This means it’s trying to show you roughly one suggestion from the model for each suggestion from the pattern matcher. The true matches from the pattern matcher are added as training examples for the model, and the model also learns when you click yes or no to the suggestions.
Just to clarify, is the model supposed to learn live, during the ner.teach
process? Or only after I close the annotation window and run ner.batch-train
? I'm asking because whilst using a patterns file, ner.teach
seems to have the same behaviour as ner.match
; that is, it merely yields matches to the patterns and does not seem to be interleaving novel suggestions from the model. Additionally, even if the patterned strings are precise duplicates of one another, the annotation window repeatedly displays these duplicates and does not seem to be preferring more unlikely queries.

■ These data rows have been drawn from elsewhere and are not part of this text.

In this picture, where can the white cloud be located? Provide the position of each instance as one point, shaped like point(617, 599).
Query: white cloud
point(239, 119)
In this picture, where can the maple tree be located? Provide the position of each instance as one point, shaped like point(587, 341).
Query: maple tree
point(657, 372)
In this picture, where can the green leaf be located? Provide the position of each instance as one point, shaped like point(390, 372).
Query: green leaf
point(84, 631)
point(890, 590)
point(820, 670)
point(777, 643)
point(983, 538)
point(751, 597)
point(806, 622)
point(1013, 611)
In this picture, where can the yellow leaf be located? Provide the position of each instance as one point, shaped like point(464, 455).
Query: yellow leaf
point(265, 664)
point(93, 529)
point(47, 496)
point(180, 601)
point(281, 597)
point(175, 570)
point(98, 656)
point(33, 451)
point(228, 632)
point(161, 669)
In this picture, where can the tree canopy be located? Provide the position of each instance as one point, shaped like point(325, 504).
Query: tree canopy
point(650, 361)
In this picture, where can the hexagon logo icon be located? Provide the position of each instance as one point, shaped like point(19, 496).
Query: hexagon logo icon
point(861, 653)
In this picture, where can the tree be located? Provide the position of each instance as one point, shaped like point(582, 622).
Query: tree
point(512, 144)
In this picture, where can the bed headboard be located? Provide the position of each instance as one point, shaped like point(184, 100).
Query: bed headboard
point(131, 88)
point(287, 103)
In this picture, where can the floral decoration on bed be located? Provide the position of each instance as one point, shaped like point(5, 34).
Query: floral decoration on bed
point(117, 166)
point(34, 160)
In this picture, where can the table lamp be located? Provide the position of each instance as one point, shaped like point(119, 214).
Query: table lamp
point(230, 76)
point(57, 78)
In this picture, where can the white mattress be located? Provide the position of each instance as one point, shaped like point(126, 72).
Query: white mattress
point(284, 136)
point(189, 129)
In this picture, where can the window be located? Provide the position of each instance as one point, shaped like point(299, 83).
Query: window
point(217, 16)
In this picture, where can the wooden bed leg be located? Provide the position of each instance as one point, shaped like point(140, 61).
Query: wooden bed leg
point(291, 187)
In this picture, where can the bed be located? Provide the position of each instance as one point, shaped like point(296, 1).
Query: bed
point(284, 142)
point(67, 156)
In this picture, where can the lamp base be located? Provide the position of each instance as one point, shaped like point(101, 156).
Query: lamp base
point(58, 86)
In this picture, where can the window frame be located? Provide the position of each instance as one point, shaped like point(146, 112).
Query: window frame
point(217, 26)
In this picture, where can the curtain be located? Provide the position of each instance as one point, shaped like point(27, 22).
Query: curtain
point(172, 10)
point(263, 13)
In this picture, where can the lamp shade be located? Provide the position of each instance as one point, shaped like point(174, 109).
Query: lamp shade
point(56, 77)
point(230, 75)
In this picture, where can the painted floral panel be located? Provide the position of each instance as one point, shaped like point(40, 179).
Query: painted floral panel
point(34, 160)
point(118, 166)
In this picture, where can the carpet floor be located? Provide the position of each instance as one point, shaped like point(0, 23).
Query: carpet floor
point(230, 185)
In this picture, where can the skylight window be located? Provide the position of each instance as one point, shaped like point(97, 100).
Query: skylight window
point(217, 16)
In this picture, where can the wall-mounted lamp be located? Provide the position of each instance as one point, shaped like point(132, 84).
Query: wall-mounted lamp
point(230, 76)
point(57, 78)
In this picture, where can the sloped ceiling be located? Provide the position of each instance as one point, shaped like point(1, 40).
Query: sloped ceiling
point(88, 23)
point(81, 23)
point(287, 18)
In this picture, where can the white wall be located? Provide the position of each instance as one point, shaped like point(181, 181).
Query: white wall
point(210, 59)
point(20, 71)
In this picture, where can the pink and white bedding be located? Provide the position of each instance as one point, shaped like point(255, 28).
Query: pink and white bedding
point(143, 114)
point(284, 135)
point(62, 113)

I'm pretty certain that something is broken, and my gut feel is that the model's output is only considered when --label lowercase
, while the pattern matcher's output is only considered when --label UPPERCASE
, in the context of a ner.teach
command.
I've done some tests to narrow this down: After performing my initial set of ~1000 annotations, I ran ner.batch-train
and then ran ner.teach
on the new model I trained. But whenever the label is spelled in lowercase (i.e. the correct casing), the suggestions were free to differ from the available patterns. Whereas when the label is spelled in uppercase, I only get perfect pattern matches (no different from before batch-train
was run), and the score in the bottom corner of the annotation string display is constantly at 0 (which should not be the case, because after ner.batch-train
is run, the model should have an idea of what constitutes an address entity).
Furthermore,
python -m prodigy ner.teach addr_db_v01 models/addr_model_v01 data/source.jsonl --label addr --patterns data/address_seeds.jsonl --exclude addr_db_v01
returns the same output as
python -m prodigy ner.teach addr_db_v01 models/addr_model_v01 data/source.jsonl --label addr --exclude addr_db_v01
which confirms my suspicions.
These bugs are breaking for me, because it disrupts the core purpose that Prodigy was meant to fulfill in my workflow . As of now, the pattern matching is basically just glorified regex with no model input, and it's frustrating to have spent the past week working around the bugs of this software (see other threads on ner.batch-train
failing, etc.). What's the timeline on the updates to fix this?